Tuesday, December 11, 2012

Recovering ATR and the Horrible, Terrible, No Good, Very Difficult School

by Recovering ATR

For the first few months of a year I traveled to several different schools as an ATR. Then I got hired for the year in a school. It's large, it's far from where I live, and the students I have are repeaters. Last Friday report cards were given out and the predictable whining about grades ensued. The AP's office had a line of students complaining about their grades. This understandably did not go over well with the teachers. "Never shows up, when he does he chews gum in the back, and is mortally offended by a 65," said one teacher. I had one student who complained about the 65 I gave him. I looked at his report card, and pointed out to him that while I might have given him a very low grade, 5 other teachers outright failed him. "Yeah but I don't GO to those classes," he said. "I go to yours. I even did one of your homeworks."

So I was a little annoyed, the way teachers usually are when their authority is questioned. But I wasn't THAT annoyed, because to me, kids complaining about a 65 is a sign that I'm not teaching in a Really Difficult School. You see, my first job in the DOE was teaching at a Truly Difficult School. The school was a small alternative high school whose students were overaged, undercredited, and expelled from Lehman High School (closing), Dewitt Clinton High School (also closing), Samuel Gompers High School (phased out), and other prestigious institutions of learning. So ... imagine the worst students of those school. Imagine doing so poorly that you were expelled from those schools. That was the student population of this Very Difficult School.

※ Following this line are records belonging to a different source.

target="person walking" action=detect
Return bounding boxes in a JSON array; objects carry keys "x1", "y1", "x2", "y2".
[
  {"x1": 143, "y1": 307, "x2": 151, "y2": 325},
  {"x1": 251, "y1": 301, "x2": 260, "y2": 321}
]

The first thing about this school: it said it had ___ students on roster, but in actuality, you only saw maybe 10 students per class on a good day. Daily attendance was sometimes 40% or lower. They weren't the same 10 students either. As a result teachers really couldn't teach the traditional way, with lessons lined up in sequence. Most teachers had a pile of review books in the back of the room or made packets. For the first two years I thought teaching was putting together thick packets and telling the students who did show up to work on those packets. When I left the school after two years I had no idea how to teach. No idea how to put together a lesson, how to manage a class, how to even keep a proper gradebook. Teachers at the school didn't bother keeping traditional gradebooks -- it seemed pointless.

Open school night was the biggest joke of all. I remember one year we were told to make student progress sheets for every student on the roster to show to parents. Teachers dressed up, we decorated the bulletin boards. Then we waited. I had exactly one parent show up. One. Another open school night had a mother who told me her daughter wasn't going to school because she was working as a stripper. She seemed unfazed by this.

You couldn't really threaten the students with failing the class, because they generally didn't care. "I'm 18, I have till I'm 21," was a common refrain. The second one was "my baby's sick." "I'm pregnant." "I got arrested." "Oh ... uh, I can't talk about it." But it was hard to feel anything but bad for them. I saw one girl walking once outside of school with her mother and her little brother. Her mother's face had lesions all over and she looked like a ghost -- she had AIDS. Another student walked into a McDonald's one day and was shot. The teachers paid for the funeral -- he had no family.

It's by any measure a low performing school. Horrible graduation rates, credit accumulation rates, standardized test scores, low performing by any measure. But it's been that way for years. It serves a very high-needs, difficult population and I can't even imagine that population going elsewhere. Many of them by the time they got to this school were on their fourth of fifth high school. They're really the kind of population Tweed would like to pretend doesn't exist -- students who fell through every crack. So maybe if they close the school, they won't exist anymore. They certainly aren't going to help the Tweed's "College Preparedness" levels.

The school didn't really get on the radar of the DOE until a charter school decided it wanted to share some space in the building. Charter schools are Mayor Mike's babies, and Tweed quickly told this Very Difficult School that it would have to move to one side of the building, while the charter school occupied some other classrooms. They would share the gym and auditorium. This move hasn't gone over well -- there have been fights between the students of the two different schools. The charter school wants to expand, the Very Difficult School lost funding because of a drop in enrollment. You know the rest of the story.

So the game of musical chairs continues, and it's Children Last, as usual.